Interpersonal skills

Interpersonal skills are an important part of relating to others. They include how well we communicate with others as well as how well we listen and understand what is being said. Interpersonal skills are sometimes called social skills or people skills.

This document lists some of the interpersonal skills you may find useful when working with others.

Attending

Attending is basically paying attention to someone. This is mainly done through your body language. Attending behaviour encourages communication.

Some ways you can show you are paying attention is to:

  • use eye contact (but do not stare at the person – some cultures find this very offensive).
  • use facial expressions to show you understand what they are saying (instead of just staring blankly at them).
  • not fidget and don’t treat other things (watches, cell phones, what is happening out the window) as more important that the person that you are talking to.

Clarifying

Clarifying allows you to check accuracy, reduces the risk of misinterpreting vague messages and communicates that you value someone else’s perspective. Clarification questions include:

  • “Do you mean …?”
  • “Are you saying …?”

Clarifying can involving inviting the young person to become more specific or getting the young person to elaborate or rephrase an idea. The intent is to help the youth worker better understand the young person's thoughts, feelings and behaviours. Clarifying informs young people that their ideas are worthy of exploration and consideration. You honour the young person while attempting to gain an understanding.

Encouraging

‘Encouragers’ are signs that prompt participants to continue talking. They include verbal and non-verbal forms of communication including:

  • nods.
  • open-handed gestures.
  • comments such as “uh-huh”, “yes” or “ok”.

Sometimes by giving a minimal response, for example, just a little nod or sound of agreement, you can encourage the young person to continue talking.

Following

Following is when you echo or mirror the body language, posture, tone and style of speech of the person you are talking to. It is normally something done naturally and it puts people at ease, although be careful to not copy any strange behaviour!

Questioning

Asking questions is an excellent way of finding out more information or encouraging discussion among a group. There are two main types of questioning that are useful when relating to others: asking open or closed questions. It is good to use a balance of both open and closed question, especially in group situations.

Open questions

Open questions are those that have no specific response, and are difficult to answer in a few words. They encourage people to talk and provide you with maximum information. Open questions typically begin with: “What”, “Why”, “How” or “Could”. For example, “What would you like to do next week?”

Open questions are also critical so you let the young person express their views, rather than you asking questions as if you are trying to prove a point. If you ask only the questions that you know will get the answer you want, you’ll only find out more of what you already know. Open questions let people express their views in a non-threatening way.
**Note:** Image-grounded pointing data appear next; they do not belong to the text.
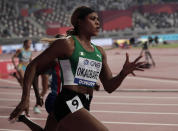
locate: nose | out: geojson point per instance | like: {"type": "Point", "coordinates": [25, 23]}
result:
{"type": "Point", "coordinates": [97, 22]}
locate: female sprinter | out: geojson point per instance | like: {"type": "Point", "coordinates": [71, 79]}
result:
{"type": "Point", "coordinates": [82, 63]}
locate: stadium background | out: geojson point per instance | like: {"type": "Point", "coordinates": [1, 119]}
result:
{"type": "Point", "coordinates": [146, 102]}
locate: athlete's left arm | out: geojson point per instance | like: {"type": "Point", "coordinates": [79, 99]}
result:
{"type": "Point", "coordinates": [111, 83]}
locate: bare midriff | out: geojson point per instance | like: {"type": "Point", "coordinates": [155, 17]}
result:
{"type": "Point", "coordinates": [80, 89]}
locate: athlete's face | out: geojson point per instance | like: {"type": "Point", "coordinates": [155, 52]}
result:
{"type": "Point", "coordinates": [91, 24]}
{"type": "Point", "coordinates": [28, 44]}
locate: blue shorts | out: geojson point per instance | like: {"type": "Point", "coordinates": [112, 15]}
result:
{"type": "Point", "coordinates": [49, 103]}
{"type": "Point", "coordinates": [69, 101]}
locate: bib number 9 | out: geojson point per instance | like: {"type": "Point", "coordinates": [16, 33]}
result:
{"type": "Point", "coordinates": [74, 104]}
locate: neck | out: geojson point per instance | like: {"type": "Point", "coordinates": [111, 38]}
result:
{"type": "Point", "coordinates": [84, 38]}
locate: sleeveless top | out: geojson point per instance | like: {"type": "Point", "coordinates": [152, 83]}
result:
{"type": "Point", "coordinates": [24, 55]}
{"type": "Point", "coordinates": [55, 83]}
{"type": "Point", "coordinates": [82, 68]}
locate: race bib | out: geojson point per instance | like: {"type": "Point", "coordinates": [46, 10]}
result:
{"type": "Point", "coordinates": [74, 104]}
{"type": "Point", "coordinates": [87, 72]}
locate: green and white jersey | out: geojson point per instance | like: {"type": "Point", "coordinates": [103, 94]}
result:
{"type": "Point", "coordinates": [83, 67]}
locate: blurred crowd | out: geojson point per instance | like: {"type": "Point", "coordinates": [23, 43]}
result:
{"type": "Point", "coordinates": [24, 18]}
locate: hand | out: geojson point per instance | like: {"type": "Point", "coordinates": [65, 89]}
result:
{"type": "Point", "coordinates": [130, 67]}
{"type": "Point", "coordinates": [39, 101]}
{"type": "Point", "coordinates": [22, 106]}
{"type": "Point", "coordinates": [97, 86]}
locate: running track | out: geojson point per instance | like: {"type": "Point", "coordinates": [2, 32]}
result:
{"type": "Point", "coordinates": [147, 102]}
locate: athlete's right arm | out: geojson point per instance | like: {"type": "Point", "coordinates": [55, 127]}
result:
{"type": "Point", "coordinates": [13, 58]}
{"type": "Point", "coordinates": [62, 48]}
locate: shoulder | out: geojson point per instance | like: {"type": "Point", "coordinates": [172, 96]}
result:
{"type": "Point", "coordinates": [102, 51]}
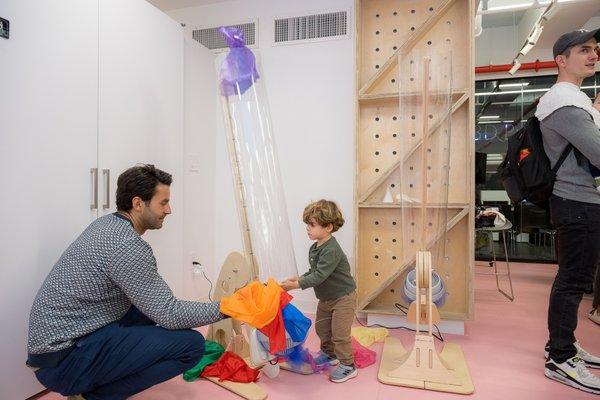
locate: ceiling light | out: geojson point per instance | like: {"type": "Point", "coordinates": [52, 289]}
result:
{"type": "Point", "coordinates": [510, 7]}
{"type": "Point", "coordinates": [518, 84]}
{"type": "Point", "coordinates": [515, 68]}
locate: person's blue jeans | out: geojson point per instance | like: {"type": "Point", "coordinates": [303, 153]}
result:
{"type": "Point", "coordinates": [578, 250]}
{"type": "Point", "coordinates": [124, 358]}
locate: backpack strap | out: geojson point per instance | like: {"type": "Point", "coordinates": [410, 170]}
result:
{"type": "Point", "coordinates": [562, 158]}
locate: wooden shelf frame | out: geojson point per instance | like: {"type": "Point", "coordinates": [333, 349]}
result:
{"type": "Point", "coordinates": [428, 21]}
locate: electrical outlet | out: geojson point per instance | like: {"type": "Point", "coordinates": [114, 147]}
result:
{"type": "Point", "coordinates": [4, 28]}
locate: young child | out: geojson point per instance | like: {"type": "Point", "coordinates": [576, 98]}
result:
{"type": "Point", "coordinates": [334, 286]}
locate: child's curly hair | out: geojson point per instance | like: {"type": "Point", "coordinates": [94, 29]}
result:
{"type": "Point", "coordinates": [324, 212]}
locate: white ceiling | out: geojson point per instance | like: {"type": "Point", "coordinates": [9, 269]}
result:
{"type": "Point", "coordinates": [168, 5]}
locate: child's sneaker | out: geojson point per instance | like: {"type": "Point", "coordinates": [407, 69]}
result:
{"type": "Point", "coordinates": [590, 361]}
{"type": "Point", "coordinates": [323, 359]}
{"type": "Point", "coordinates": [343, 373]}
{"type": "Point", "coordinates": [573, 372]}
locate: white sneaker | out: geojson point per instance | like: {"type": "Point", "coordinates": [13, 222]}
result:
{"type": "Point", "coordinates": [573, 372]}
{"type": "Point", "coordinates": [590, 361]}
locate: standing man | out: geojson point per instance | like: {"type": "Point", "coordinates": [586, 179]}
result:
{"type": "Point", "coordinates": [567, 115]}
{"type": "Point", "coordinates": [105, 324]}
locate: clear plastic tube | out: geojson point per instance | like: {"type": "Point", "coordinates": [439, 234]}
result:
{"type": "Point", "coordinates": [259, 190]}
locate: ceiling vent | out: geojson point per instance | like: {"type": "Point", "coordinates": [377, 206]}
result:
{"type": "Point", "coordinates": [316, 27]}
{"type": "Point", "coordinates": [211, 37]}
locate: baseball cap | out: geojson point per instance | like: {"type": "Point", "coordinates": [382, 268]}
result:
{"type": "Point", "coordinates": [573, 39]}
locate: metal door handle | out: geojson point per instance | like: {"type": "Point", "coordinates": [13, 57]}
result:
{"type": "Point", "coordinates": [106, 175]}
{"type": "Point", "coordinates": [94, 176]}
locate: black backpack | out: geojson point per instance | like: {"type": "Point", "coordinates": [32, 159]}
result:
{"type": "Point", "coordinates": [525, 171]}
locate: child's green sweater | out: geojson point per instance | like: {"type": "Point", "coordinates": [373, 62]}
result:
{"type": "Point", "coordinates": [329, 272]}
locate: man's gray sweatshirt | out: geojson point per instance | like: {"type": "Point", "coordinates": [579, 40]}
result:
{"type": "Point", "coordinates": [108, 268]}
{"type": "Point", "coordinates": [573, 125]}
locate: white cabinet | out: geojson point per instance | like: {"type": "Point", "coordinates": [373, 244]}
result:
{"type": "Point", "coordinates": [48, 136]}
{"type": "Point", "coordinates": [84, 84]}
{"type": "Point", "coordinates": [141, 112]}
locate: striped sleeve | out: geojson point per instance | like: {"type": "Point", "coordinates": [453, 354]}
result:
{"type": "Point", "coordinates": [132, 267]}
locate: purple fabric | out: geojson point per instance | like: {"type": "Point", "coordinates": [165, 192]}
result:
{"type": "Point", "coordinates": [237, 72]}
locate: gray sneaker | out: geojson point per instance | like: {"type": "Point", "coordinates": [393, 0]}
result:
{"type": "Point", "coordinates": [343, 373]}
{"type": "Point", "coordinates": [573, 372]}
{"type": "Point", "coordinates": [590, 360]}
{"type": "Point", "coordinates": [323, 359]}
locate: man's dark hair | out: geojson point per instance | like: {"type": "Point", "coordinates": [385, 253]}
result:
{"type": "Point", "coordinates": [139, 181]}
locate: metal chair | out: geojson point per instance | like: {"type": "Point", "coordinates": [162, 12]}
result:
{"type": "Point", "coordinates": [507, 227]}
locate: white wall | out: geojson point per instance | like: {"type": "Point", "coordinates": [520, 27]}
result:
{"type": "Point", "coordinates": [311, 92]}
{"type": "Point", "coordinates": [199, 154]}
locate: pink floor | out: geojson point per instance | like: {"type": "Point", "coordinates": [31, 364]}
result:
{"type": "Point", "coordinates": [503, 347]}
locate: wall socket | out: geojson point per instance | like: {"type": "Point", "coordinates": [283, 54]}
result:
{"type": "Point", "coordinates": [194, 262]}
{"type": "Point", "coordinates": [4, 28]}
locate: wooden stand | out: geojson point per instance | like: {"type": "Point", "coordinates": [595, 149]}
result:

Open questions are useful to:

  • begin an interview.
  • obtain information.
  • encourage elaboration and allow young people to expand on what has been said. For example, “Tell me more about…” or “When you say…, what exactly do you mean?”
  • get feelings about to a particular issue.
  • encourage participation.

Closed questions

Closed questions generally have a limited number of alternative responses and can be answered in a few words or sentences. They help focus the responses of interviewees and validate information. Therefore, closed questions are typically more common in workshops or interviews intended to validate ideas. Closed questions usually begin with: “is …?”, “are …?” or “do …?”. For example, “Do you have any brothers?”

Closed questions are useful to:

  • narrow the topic of discussion.
  • obtain specific information.
  • identify parameters of a problem or issue.
  • contain someone who is dominating a discussion or activity and refocus the group or session.
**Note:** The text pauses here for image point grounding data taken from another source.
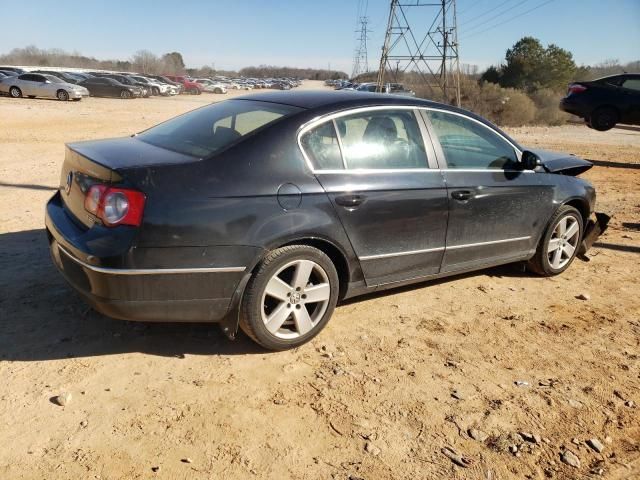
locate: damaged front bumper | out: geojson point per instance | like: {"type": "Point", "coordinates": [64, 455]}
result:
{"type": "Point", "coordinates": [592, 231]}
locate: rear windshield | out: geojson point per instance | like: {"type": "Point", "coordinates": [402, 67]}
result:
{"type": "Point", "coordinates": [203, 132]}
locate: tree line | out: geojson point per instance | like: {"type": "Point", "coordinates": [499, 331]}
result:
{"type": "Point", "coordinates": [146, 62]}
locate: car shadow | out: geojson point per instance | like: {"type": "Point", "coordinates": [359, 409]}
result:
{"type": "Point", "coordinates": [617, 246]}
{"type": "Point", "coordinates": [607, 163]}
{"type": "Point", "coordinates": [42, 318]}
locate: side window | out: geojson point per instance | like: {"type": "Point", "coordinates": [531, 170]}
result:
{"type": "Point", "coordinates": [468, 144]}
{"type": "Point", "coordinates": [632, 84]}
{"type": "Point", "coordinates": [382, 139]}
{"type": "Point", "coordinates": [322, 148]}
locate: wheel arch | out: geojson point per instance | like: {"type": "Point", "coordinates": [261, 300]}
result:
{"type": "Point", "coordinates": [581, 205]}
{"type": "Point", "coordinates": [335, 254]}
{"type": "Point", "coordinates": [229, 324]}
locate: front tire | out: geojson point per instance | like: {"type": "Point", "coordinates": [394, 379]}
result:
{"type": "Point", "coordinates": [603, 119]}
{"type": "Point", "coordinates": [559, 244]}
{"type": "Point", "coordinates": [290, 298]}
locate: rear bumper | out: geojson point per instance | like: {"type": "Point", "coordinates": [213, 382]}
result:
{"type": "Point", "coordinates": [103, 289]}
{"type": "Point", "coordinates": [104, 269]}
When using closed questions, be careful not to ‘fire’ them at the young person or make it sound like they’ve done something bad. Make sure you don’t put words in people’s mouths, for example, “the school is pretty bad, isn’t it?”. People tend to agree with what the person asking thinks. This is called demand bias.

Paraphrasing

Paraphrasing can be a way to clarify what you have heard. Paraphrasing a young person’s response involves rephrasing the content of their message. Rather than repeating back exactly what you have heard, use some of your own words as well as the key words used by the young person. This helps communicate that you have understood their point and helps them focus on the information they are providing. Listen then for the young person to confirm that you have recalled their message accurately. They can then add further detail or restate their opinion if you haven’t got it quite right.

Reflecting feeling and content

Another key way of building rapport with a young person and making them feel understood is to reflect back to them what you hear in terms of the content and the feeling behind their message. For example:

Young person:“I hate all this homework. It’s never ending and I just want to leave school. I’m sick of it all.”
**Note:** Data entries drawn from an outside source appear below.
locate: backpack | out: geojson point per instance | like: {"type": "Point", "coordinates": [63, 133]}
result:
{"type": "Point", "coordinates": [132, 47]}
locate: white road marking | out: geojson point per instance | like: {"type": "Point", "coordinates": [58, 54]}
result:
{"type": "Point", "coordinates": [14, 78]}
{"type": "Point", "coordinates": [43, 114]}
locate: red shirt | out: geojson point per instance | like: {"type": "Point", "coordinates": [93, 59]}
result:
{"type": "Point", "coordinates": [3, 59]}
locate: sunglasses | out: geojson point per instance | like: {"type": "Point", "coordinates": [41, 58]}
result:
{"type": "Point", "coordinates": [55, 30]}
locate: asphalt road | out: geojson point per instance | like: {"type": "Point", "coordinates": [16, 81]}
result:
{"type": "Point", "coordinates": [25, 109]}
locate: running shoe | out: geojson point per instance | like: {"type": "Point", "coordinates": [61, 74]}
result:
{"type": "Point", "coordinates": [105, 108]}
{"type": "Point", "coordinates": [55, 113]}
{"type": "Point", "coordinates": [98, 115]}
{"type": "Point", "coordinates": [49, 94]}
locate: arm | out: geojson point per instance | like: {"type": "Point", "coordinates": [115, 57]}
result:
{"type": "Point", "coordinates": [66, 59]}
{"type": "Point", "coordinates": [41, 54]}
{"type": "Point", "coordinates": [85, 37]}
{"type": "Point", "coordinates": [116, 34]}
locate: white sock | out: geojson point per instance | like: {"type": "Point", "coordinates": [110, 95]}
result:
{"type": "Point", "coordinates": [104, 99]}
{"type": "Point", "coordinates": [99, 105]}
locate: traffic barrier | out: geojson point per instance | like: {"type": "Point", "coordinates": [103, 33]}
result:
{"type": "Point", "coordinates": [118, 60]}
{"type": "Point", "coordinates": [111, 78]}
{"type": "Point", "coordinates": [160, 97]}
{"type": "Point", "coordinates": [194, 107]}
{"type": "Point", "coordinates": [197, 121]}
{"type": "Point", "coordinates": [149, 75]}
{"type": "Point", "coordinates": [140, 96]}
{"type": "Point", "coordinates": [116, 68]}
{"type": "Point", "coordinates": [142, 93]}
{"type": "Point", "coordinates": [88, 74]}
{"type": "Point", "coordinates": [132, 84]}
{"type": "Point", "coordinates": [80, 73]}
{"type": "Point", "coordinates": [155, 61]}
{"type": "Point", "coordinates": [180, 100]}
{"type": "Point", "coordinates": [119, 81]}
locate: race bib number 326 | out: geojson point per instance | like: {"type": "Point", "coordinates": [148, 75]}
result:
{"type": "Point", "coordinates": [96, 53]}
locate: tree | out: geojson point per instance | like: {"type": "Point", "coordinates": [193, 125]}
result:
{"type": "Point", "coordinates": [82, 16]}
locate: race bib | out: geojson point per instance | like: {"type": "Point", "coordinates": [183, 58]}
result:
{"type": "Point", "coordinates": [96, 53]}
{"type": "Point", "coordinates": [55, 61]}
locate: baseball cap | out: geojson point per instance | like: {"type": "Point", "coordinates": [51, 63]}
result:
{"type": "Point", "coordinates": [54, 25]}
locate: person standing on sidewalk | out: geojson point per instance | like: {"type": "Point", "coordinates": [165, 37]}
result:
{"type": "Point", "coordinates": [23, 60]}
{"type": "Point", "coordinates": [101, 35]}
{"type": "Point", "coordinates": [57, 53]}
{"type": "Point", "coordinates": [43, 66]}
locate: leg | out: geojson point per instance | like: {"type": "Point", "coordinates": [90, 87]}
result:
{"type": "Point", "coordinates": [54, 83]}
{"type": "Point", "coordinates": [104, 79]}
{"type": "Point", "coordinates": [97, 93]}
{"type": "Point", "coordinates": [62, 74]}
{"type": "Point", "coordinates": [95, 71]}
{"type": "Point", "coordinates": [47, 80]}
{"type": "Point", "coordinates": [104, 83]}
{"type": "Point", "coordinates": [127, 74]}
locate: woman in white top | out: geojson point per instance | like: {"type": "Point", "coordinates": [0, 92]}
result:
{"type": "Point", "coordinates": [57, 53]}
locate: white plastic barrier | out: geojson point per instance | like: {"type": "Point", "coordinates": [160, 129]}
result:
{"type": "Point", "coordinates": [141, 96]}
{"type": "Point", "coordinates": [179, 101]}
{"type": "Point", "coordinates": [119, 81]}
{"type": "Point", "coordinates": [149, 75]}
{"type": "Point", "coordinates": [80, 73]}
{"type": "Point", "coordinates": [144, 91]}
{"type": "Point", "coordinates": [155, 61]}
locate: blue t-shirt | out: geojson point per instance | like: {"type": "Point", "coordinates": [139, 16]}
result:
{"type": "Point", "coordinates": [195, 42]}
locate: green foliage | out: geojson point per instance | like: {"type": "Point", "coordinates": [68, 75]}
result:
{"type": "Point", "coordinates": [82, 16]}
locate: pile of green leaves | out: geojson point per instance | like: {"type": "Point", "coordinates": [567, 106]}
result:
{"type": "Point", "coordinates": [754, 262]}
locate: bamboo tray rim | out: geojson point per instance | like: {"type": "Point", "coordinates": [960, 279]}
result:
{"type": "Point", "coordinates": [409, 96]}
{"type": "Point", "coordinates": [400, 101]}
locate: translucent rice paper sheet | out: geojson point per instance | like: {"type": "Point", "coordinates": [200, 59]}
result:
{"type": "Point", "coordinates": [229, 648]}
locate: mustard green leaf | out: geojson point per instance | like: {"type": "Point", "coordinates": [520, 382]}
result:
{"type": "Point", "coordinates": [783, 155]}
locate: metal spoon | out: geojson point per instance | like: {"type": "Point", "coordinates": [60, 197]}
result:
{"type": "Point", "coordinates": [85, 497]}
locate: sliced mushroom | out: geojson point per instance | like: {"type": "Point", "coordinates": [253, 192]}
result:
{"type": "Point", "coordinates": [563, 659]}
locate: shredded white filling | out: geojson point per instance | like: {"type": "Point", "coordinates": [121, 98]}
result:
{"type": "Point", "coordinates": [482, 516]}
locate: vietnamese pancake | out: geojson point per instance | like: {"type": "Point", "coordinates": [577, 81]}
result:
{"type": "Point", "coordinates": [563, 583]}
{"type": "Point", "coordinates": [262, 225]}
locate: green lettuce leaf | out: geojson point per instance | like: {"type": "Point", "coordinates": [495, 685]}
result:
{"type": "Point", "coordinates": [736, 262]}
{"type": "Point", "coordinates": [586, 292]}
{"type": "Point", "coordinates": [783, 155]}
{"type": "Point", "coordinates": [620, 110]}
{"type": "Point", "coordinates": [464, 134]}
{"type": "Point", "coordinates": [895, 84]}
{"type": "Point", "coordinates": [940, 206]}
Youth worker:“It sounds like you are under a lot of pressure at school.”

Summarising

At the end of a conversation with a young person, you can restate the main points as you perceive them to check that both you and the young person have the same understanding of the conversation.

Body language

Body language can be just as important as anything that is said to a young person. Body language should usually be open, relaxed and show that you are paying attention to the young person. Closed body language, for example, crossed arms and legs with no eye contact, may suggest defensiveness or anger towards the young person.